6 C
Amsterdam

Een leerling die nergens om heeft gevraagd

Trudy Coenen
Trudy Coenen
Docent Nederlands op het Montessori College Oost, een 'zwarte' vmbo-school in Amsterdam. Leraar van het Jaar 2010. Auteur van het boek 'Spijbelen doe je maar thuis: verhalen van een docent op het vmbo' (2013).

Lees meer

Aan sommige leerlingen heb ik geen kind. De stille, rustige leerling eist niets, maakt altijd huiswerk, steekt de vinger op om iets te zeggen, valt niet op, doet wat gevraagd wordt, vraagt geen aandacht, zorgt niet voor problemen en doet het allemaal helemaal zelf.

Toch dacht ik: er is iets met die stille leerling. Ik vond haar wel érg stil. Ook een beetje nerveus. Toch eens vragen, dacht ik. Ik wist niet veel van de bewuste leerling, want de status, gezinssituatie en noem verder maar op staat niet op het voorhoofd geschreven, maar na enig doorvragen begreep ik dat de rust bedrieglijk was. Ze woont al drie jaar in Nederland, maar of ze mag blijven is onzeker, want ze is hier niet geboren. Haar vader en moeder wonen daar nog, maar niet meer bij elkaar. Vader kan vanwege allerlei problemen niet voor het gezin zorgen en moeder heeft ondertussen een ander gezin.
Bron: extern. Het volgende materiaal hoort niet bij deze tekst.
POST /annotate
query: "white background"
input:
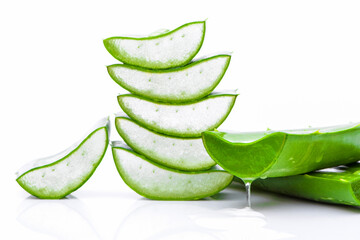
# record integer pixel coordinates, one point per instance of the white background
(295, 64)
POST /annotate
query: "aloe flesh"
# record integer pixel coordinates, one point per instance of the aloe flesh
(171, 49)
(285, 153)
(155, 181)
(180, 120)
(186, 154)
(340, 185)
(183, 84)
(57, 176)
Mijn leerling was ongeveer tien jaar oud toen haar moeder haar en haar broertjes en zus verliet en er een onrustige periode begon van ‘oppassers’. Ze waren met z’n vieren en zij was de oudste. Met haar moeder is eigenlijk geen contact meer sinds die tijd. ‘We chatten soms via Facebook’, zegt ze. De enige van de familie die nog enigszins bemoeienis met hen had was haar oma en toen zij trouwde met een Nederlandse man vond ze het beter dat de kinderen ook naar Nederland zouden komen. ‘Want zij kon met haar man voor ons zorgen.’ Opa werkt.
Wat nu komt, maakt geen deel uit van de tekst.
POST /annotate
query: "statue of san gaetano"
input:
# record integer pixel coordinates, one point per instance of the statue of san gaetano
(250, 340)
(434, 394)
En nu is ze dus al drie jaar hier en ze wil het liefst blijven. ‘Want hier is het leuker. Ik heb ook gezien dat we hier een betere toekomst kunnen hebben dan daar. Er is ook niemand daar die echt voor ons kan zorgen.’ Maar uitzetting dreigt. De IND verwijt hen dat ze pas in procedure zijn gegaan toen ze hier al een tijdje waren. Niet dat de kinderen daar wat aan kunnen doen, maar het moet kennelijk wel bestraft worden. Er zijn al enkele rechtszaken gevoerd, maar tot nu toe was de uitslag negatief.

‘We zitten in dezelfde situatie, maar ik denk dat mijn zusje en broers meer kans hebben, omdat ze jonger zijn.’ Ik zie dezelfde berusting als wanneer ik onverwacht een schriftelijke overhoring geef. Nu ik het weet voel ik me machteloos, maar berusting ligt iets minder in mijn aard.
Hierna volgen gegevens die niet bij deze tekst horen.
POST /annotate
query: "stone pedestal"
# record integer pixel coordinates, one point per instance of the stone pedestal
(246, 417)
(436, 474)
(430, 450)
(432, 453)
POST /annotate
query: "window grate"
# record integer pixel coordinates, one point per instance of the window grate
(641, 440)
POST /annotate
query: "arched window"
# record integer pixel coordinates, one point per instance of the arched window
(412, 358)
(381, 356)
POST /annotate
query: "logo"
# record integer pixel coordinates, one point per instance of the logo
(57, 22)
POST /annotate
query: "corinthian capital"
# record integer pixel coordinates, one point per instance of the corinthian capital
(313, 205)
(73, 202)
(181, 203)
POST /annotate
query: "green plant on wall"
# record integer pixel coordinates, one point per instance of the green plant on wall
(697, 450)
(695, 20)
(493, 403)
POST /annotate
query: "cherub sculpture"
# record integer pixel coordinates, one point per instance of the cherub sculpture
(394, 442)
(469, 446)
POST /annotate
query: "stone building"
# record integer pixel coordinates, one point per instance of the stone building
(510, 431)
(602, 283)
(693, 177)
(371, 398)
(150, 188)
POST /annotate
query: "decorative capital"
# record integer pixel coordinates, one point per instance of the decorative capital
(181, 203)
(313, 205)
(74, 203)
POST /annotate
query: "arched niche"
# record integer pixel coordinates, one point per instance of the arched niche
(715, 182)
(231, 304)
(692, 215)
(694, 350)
Ze wil de school afmaken. Wat ze wil worden weet ze nog niet, ze ziet drie keuzes: handel, horeca of schrijver worden. ‘Onze klas vind ik leuk. Ze zijn aardig voor me. De taal vind ik het moeilijkst. Als ik lees begrijp ik alles, maar praten is moeilijk. Het is gewoon moeilijk, maar ik probeer altijd mijn best te doen.’

Opa en oma zorgen voor hen. ‘Daar heb ik helemaal geen last van, hoor’, zei opa toen ik hem sprak na een rechtszaak. En soms doen ze leuke dingen.

Het verzoek van het meisje is onlangs afgewezen. De zaak gaat voor de vierde keer in procedure.

Het is zenuwslopend en toch blijft mijn leerling heel rustig, verheft haar stem niet, het is wat het is, niemand kan er verder wat aan doen en ze neemt niemand iets kwalijk. Maar dat het haar niet onberoerd laat, bleek toen ik haar schrijfopdracht las. Schrijf een column over je dagelijks leven, was de opdracht. Een klein fragment hieronder.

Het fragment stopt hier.